Resources for #COVID-19, and More

The novel coronavirus disease that emerged in late December 2019 is big news. Now known as "COVID-19," it's affecting communities around the world, as well as industrial supply chains and financial markets.

cartoon of figure with tissue at nose and two other people panicking
"He might  have the CORONOAVIRUS!!!" cartoon,
from Malaka Gharib, Just For Kids: A Comic Exploring
the New Coronavirus
, NPR (Feb. 28, 2020)

Here are some resources to help you keep up:

To follow the news, you can sign up for Coronavirus Briefing, one of the New York Times's e-newsletters.

Coronavirus isn't just a medical problem; it also raises policy and legal issues. How can a government order people to be quarantined or forbid travel to or from affected countries?

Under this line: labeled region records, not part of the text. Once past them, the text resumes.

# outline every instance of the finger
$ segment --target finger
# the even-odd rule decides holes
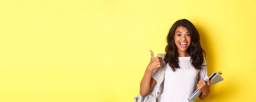
[[[151,58],[155,58],[154,57],[154,53],[153,53],[153,52],[152,51],[151,51],[151,50],[149,50],[149,51],[150,52],[150,53],[151,53]]]
[[[202,85],[202,81],[201,81],[201,80],[199,80],[199,81],[198,82],[198,84],[199,85],[199,86],[201,86]]]
[[[204,81],[204,79],[202,78],[201,79],[201,81],[202,82],[202,83],[203,84],[203,85],[204,85],[206,84],[206,83]]]
[[[208,77],[208,78],[207,78],[207,84],[209,86],[211,85],[211,82],[210,81],[210,78],[209,77]]]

This particular virus might be "novel," but an infectious disease that has the potential to affect a large community is definitely not novel, and that's why there's a field of public health law.

In Pox: An American History (a book in our Good Reads collection), Michael Willrich discusses the challenges around smallpox. Could the disease be controlled by quarantine? And by what right could a government order one? When a vaccine became available, could people be compelled to have it? How would government efforts vary between white and black communities? The chapter on the American occupation of the Philippines is harrowing: the Army used brutal techniques in the name of disease control.

In 1996, the Washington Law Review held a symposium on tuberculosis, another infectious disease with legal issues.

If you're curious about public health law, you could get started with Public Health Law in a Nutshell (available through our subscription to West Academic Study Aids).  Or browse The Oxford Handbook of Public Health Ethics (edited by Prof. Anna Mastroianni and others) (also available online). Section 8 is on communicable diseases.

Finally, if you want something quick and easy,  see this comic about coronavirus, from NPR.